Statistically, in an abusive environment, the victim will leave an average of 7 times before finally staying away for good.  Homelessness, fear for her life, no funds, and promises of change often lure her back, only to get caught up in the same vicious cycle over and over again.  The loss of her self-esteem makes it even more difficult to leave. 


It’s almost 2017, yet it still amazes me that society blames the victim for physical abuse, and very few people take verbal abuse seriously, thinking it’s no big deal.  “Sticks and Stones may break my bones, but words will never hurt me”, is a vicious myth we learned as kids. When I talk about abuse with friends, family and even strangers, it often feels as if I’m the elephant in the room, trying to convince others that domestic violence is a criminal act. But I have to take a stand and not stay silent. Being humiliated, embarrassed in public, called degrading names, or being physically assaulted is not funny, and it’s not cute.

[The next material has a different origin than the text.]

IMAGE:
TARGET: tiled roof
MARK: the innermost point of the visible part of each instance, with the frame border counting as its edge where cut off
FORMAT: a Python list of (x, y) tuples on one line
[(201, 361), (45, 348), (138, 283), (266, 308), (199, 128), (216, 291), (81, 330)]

If you know someone in this situation, it takes a tremendous amount of patience and kindness.  You may see physical proof of what is going on, or you may see a person you no longer know. You’re going to feel helpless because you hate to see your friend in pain.  Perhaps, you’ll even be cut off from even seeing or speaking with your friend.  You may hear that she will leave again and again. She may say nothing at all. LISTEN. Dig in your heels and suggest that she keep a journal of everything that is happening, including dates. The more she reads what she writes, it may give courage and clarity on what she needs to do. It also provides documentation for legal reasons. Encourage her to speak to you, or someone she trusts as frequently as possible. LISTEN.  Don’t give up on her and shut the door, even when you get frustrated. LISTEN. Encourage your friend to be safe, and ensure that you are always there for support. Remind her that there are also shelters who are experts in providing a safe haven as needed. 

The National Domestic Violence Hotline is Open 24 hours a day at: 1-800−799−7233, but there are also shelters locally in your state.
Abuse can sadly be found in many areas, including abuse towards parents, siblings, children and men.  This blog focuses on the abuse towards women, and also women who are or have been homeless.